FeldbefreierInnen des Genweizenfeldes in Gatersleben vor Gericht

Zivilverfahren vor dem Langericht Magdeburg

Im April vergangenen Jahres gingen sechs FeldbefreierInnen in der Morgendämmerung auf das Genweizenfeld in Gatersleben, um den Genweizen-Versuch mit ihren Hacken zu beenden. Nun findet das Zivilverfahren vor dem Landgericht Magdeburg statt. Mit überzogenen Schadensersatzforderungen sollen die FeldbefreierInnen eingeschüchtert werden, doch diese haben sich gut vorbereitet. Die Gegenseite ist hin dessen auch bei diesem Termin nicht in der Lage, den angegebenen Schaden ausreichend zu belegen.

Mit einer bunten Demonstration zogen rund hundert Gentechnikgegner durch die Magdeburger Innenstadt, um die Angeklagten beim ersten Prozess zu unterstützen. Viele Hundert Solidaritätserklärungen flatterten auf langen Stoffbändern zwischen den Demonstranten.

Pünktlich um 10 Uhr eröffnete Richter Dr. Bommel das Zivilverfahren um einen Schadensersatz für das Genversuchs-Institut. Der Anwalt des Institutes für Pflanzengenetik und Kulturpflanzenforschung IPK hatte in seiner Klageschrift zunächst 170.000 Euro gefordert und nach ersten Einlassungen der Beklagten im Februar auf 240.000 Euro erhöht.
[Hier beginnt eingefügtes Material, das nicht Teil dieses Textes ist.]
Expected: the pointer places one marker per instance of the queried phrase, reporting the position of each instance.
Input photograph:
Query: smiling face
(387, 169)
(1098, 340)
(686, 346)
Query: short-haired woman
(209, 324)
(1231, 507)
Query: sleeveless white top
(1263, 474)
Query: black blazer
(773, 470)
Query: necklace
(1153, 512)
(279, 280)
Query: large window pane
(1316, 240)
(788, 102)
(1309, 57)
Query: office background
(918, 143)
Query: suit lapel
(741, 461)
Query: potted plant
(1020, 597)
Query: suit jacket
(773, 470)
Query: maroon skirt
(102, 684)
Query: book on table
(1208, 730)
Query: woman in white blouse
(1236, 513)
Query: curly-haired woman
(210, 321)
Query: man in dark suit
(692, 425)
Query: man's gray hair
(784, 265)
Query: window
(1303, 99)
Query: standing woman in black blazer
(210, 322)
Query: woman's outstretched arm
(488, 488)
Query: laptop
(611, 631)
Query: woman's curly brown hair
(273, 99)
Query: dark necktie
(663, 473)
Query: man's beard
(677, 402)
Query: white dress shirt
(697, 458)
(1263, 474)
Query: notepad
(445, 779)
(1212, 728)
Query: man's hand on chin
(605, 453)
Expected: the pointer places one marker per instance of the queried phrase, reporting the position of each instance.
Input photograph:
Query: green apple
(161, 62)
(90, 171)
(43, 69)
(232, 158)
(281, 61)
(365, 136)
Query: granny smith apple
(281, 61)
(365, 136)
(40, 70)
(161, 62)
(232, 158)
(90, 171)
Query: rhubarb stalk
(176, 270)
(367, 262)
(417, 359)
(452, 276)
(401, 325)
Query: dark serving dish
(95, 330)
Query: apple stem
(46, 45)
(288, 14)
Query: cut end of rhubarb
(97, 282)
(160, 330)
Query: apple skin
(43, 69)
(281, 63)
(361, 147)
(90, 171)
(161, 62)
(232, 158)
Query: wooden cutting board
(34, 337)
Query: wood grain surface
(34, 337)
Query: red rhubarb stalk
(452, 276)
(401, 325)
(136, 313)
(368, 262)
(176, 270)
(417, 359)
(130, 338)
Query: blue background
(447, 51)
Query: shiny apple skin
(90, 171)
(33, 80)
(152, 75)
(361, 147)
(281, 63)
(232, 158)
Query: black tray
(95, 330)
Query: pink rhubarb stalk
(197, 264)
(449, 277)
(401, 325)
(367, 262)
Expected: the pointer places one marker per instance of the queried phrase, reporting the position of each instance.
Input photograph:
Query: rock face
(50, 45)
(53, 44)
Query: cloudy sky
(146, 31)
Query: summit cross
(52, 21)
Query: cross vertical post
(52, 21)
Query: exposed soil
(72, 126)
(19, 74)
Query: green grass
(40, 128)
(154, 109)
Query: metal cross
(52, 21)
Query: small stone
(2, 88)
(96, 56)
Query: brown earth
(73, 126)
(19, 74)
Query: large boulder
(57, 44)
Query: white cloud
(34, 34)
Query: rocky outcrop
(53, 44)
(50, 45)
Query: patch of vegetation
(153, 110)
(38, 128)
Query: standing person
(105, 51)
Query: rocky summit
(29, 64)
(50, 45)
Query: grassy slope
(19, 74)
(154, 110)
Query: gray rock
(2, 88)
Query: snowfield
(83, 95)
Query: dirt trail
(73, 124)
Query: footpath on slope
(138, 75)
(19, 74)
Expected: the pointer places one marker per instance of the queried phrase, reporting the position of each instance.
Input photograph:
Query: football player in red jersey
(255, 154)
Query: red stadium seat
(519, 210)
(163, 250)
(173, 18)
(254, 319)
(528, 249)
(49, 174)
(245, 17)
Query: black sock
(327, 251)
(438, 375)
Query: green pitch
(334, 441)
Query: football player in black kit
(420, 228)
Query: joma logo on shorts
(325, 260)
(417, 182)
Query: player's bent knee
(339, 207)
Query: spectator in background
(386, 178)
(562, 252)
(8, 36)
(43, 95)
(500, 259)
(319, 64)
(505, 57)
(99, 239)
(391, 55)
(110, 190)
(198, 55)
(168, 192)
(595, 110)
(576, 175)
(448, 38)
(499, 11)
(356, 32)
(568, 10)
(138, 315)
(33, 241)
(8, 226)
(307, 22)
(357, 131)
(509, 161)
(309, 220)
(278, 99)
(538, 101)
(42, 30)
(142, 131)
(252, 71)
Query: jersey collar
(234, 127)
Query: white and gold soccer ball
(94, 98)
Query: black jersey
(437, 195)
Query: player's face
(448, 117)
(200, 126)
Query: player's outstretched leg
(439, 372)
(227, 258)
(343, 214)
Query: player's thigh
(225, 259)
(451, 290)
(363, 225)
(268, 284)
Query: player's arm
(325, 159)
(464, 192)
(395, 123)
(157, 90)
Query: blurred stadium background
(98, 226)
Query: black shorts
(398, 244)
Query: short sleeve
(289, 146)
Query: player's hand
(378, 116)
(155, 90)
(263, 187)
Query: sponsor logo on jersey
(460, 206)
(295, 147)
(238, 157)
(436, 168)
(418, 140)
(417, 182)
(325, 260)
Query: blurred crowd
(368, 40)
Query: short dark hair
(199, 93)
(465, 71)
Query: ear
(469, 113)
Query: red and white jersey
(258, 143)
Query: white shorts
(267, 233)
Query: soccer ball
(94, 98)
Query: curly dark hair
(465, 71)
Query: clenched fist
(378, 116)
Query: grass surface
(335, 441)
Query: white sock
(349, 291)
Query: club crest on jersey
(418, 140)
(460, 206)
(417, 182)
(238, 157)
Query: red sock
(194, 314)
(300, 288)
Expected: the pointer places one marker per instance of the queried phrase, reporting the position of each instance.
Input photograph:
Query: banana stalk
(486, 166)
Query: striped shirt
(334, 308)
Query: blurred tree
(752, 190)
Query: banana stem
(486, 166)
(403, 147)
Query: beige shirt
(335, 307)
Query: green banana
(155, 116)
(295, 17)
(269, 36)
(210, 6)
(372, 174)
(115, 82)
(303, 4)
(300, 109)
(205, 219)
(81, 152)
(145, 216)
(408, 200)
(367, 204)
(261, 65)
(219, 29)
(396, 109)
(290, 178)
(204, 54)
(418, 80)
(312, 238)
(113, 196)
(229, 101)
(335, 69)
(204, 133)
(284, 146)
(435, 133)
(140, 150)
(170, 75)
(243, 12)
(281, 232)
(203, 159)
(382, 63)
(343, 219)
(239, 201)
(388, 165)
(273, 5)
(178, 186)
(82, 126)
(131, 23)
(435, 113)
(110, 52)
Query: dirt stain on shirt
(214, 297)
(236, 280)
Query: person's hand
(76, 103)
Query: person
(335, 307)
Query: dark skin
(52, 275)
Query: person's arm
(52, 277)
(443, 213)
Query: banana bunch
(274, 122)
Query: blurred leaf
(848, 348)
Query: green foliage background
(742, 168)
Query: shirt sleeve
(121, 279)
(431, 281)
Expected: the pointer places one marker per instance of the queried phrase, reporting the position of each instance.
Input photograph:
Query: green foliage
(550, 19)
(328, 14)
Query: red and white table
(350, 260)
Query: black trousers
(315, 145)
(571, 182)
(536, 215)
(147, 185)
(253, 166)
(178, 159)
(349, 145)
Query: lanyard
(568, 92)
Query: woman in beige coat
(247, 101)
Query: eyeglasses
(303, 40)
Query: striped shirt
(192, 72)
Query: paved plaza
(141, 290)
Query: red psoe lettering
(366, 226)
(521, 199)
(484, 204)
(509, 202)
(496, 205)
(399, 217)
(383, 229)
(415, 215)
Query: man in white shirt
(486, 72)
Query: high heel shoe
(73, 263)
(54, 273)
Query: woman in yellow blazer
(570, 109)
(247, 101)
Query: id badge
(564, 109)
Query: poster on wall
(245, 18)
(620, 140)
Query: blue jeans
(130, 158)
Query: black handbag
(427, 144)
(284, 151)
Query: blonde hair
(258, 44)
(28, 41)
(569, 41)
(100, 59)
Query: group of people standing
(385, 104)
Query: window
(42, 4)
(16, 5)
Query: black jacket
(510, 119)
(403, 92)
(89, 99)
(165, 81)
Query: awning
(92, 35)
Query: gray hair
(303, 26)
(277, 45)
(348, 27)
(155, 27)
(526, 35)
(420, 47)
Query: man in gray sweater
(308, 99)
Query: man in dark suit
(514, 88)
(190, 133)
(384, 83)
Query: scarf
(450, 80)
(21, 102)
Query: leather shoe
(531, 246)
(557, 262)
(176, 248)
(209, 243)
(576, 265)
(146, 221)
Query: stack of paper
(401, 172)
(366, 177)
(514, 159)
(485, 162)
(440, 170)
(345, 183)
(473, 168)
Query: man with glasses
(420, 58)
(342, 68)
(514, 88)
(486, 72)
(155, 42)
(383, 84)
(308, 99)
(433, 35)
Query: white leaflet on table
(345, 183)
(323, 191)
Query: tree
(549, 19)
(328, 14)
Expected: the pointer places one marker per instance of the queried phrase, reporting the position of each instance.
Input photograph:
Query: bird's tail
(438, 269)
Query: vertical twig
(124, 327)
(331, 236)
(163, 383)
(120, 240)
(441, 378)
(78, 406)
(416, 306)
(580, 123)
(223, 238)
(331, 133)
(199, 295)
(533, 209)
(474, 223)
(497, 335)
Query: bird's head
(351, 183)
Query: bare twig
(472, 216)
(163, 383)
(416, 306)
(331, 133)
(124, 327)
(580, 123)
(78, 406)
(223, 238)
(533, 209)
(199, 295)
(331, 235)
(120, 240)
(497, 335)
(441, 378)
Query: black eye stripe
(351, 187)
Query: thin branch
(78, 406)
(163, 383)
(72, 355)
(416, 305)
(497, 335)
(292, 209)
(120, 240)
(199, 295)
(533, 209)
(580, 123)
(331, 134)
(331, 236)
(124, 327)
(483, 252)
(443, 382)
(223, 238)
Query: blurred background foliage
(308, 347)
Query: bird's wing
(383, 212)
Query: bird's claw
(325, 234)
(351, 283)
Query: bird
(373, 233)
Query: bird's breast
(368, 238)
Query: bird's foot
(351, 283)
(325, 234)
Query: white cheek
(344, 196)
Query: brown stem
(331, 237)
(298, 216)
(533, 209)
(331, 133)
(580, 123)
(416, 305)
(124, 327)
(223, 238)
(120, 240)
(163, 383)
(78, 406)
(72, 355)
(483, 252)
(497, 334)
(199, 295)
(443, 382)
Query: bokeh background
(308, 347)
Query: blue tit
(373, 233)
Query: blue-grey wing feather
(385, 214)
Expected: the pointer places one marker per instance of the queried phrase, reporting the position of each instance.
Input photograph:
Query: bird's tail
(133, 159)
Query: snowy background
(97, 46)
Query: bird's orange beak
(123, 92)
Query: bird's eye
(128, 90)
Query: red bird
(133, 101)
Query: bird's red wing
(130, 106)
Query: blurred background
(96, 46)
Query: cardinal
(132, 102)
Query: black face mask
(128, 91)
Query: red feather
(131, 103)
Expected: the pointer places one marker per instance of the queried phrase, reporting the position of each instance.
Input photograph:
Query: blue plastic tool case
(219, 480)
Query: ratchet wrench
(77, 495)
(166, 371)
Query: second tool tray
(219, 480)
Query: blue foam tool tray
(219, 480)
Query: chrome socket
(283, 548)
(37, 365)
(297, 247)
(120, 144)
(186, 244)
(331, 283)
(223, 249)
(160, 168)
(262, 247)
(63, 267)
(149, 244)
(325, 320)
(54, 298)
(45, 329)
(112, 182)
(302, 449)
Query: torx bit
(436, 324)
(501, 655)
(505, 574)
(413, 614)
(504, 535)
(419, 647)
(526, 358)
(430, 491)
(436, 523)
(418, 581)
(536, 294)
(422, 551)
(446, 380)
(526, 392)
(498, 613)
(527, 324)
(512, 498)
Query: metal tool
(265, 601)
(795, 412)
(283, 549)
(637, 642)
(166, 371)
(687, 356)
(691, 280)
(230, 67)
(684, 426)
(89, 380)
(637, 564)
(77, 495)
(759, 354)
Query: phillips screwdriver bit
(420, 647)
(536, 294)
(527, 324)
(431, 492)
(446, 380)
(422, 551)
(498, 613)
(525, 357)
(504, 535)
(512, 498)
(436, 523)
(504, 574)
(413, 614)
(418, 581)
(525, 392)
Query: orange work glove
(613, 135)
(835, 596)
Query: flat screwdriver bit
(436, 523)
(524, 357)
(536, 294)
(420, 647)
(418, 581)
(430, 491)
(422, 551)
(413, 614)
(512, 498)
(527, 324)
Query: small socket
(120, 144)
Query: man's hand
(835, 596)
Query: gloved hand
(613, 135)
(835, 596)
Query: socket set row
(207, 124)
Die Angeklagten und ihre Anwälte machten deutlich, dass sie die Forderungen als unbelegt zurückweisen. Sie gingen statt dessen zum Gegenangriff über: In den Schriften des IPK-Anwaltes Horst Rehberger fanden sich zahlreiche Widersprüche, die letzeres den Genweizenversuch in ein noch schlechteres Licht stellen.

Das Gericht teilte die Einschätzung der Beklagten, dass die Schadenssumme keinesfalls überzeugend begründet worden sei. Anstatt aber die Klage abzuweisen, entschieden die Richter Bommel, Wein und Werno, dem Kläger zum dritten Mal eine Chance zu geben und gewährten eine Frist bis zum 20. Mai, damit er seine Forderungen hieb und stichfest nachweisen könne. Sollte dann die Argumentation immer noch zu wünschen übrig lassen, werde die Klage am 11. Juni abgewiesen.